Uma das medidas urgentes para transformar o etanol hidratado brasileiro em um combustível internacional e mais eficiente e calórico é a redução da quantidade de água dos atuais 7,5% para menos de 2%, criando uma espécie de etanol premium com 98,4% de pureza, o que por si só pode reduzir o consumo em torno de 5%. O porcentual é menor dos que os 99,3% do etanol anidro hoje adicionado em 27% à gasolina no Brasil, mas segundo Abreu o seria tão eficiente quanto e duas vezes mais barato para produzir.
Essa solução já está em estudo nos Estados Unidos para se criar o E25-E30 HOF (sigla para high octane fuel), combustível de alta octanagem com adição à gasolina de 25% a 30% de etanol 98,4%, em substituição a aditivos poluentes utilizados atualmente. Em testes com um motor 2.0 turbo com injeção direta, alimentado com E30 HOF, houve redução de 5% no consumo – e por consequência das emissões de GEE.
“É fundamental termos um etanol eficiente para desenvolver o novo veículo flex (bicombustível), mais econômico e com potencial de exportação”, defende Abreu. Ele destaca ainda que apenas o uso de etanol mais eficiente misturado à gasolina na frota de modelos flex, em proporção variável entre E39% a E55%, já faria o nível médio das emissões brasileiras de GEE veicular baixar para as metas europeias.
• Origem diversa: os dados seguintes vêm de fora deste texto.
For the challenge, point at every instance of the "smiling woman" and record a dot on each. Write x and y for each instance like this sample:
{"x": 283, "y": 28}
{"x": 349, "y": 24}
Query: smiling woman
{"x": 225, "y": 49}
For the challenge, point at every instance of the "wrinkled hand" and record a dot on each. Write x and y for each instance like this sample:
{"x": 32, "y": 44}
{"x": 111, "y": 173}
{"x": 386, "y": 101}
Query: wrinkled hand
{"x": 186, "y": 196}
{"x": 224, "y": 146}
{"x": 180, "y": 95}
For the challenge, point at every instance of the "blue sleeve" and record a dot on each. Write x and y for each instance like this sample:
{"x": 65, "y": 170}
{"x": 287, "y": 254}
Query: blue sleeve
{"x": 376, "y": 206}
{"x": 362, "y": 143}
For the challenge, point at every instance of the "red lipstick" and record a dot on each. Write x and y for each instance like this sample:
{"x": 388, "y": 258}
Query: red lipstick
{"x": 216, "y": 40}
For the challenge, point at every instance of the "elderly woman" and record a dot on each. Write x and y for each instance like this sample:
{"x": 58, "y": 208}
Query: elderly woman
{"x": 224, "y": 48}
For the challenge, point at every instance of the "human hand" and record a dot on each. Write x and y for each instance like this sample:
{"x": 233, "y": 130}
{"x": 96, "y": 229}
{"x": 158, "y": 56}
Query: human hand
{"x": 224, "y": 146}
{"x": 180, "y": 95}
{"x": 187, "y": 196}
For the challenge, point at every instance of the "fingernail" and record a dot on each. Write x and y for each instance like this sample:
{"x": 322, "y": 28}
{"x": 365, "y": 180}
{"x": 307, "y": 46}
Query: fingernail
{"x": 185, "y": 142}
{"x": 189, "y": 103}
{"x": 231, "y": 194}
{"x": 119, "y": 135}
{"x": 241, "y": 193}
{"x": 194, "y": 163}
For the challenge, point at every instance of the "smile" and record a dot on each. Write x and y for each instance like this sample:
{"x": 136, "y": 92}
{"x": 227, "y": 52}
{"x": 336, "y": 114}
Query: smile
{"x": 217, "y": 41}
A isso se somam diversas tecnologias já disponíveis, como o uso de sistema start-stop, pneus “verdes” de baixa resistência ao rolamento, compressores variáveis de ar-condicionado, direção elétrica, peças e lubrificantes com redução de atrito, comando variável de válvulas, turboalimentação e injeção direta de combustível – neste caso, com a grande vantagem de o etanol reduzir muito a emissão de material particulado que a gasolina gera na injeção direta.
Segundo estudos divulgados no documento da AEA, todas essas tecnologias somadas à adoção de eletrificação mild hybrid (com bateria de 48V, recuperação de energia de frenagem e impulsor elétrico para partidas com o motor a combustão desligado) poderiam fazer a emissões brasileiras de GEE dos carros abastecidos só com etanol (E100) cair a menos de 10 gCO2/km (considerando o ciclo do poço à roda), pagando uma fração do custo de um elétrico puro ou híbrido total. O documento da AEA faz esse cenário parecer bastante possível. Para isso, bastará praticar a política certa.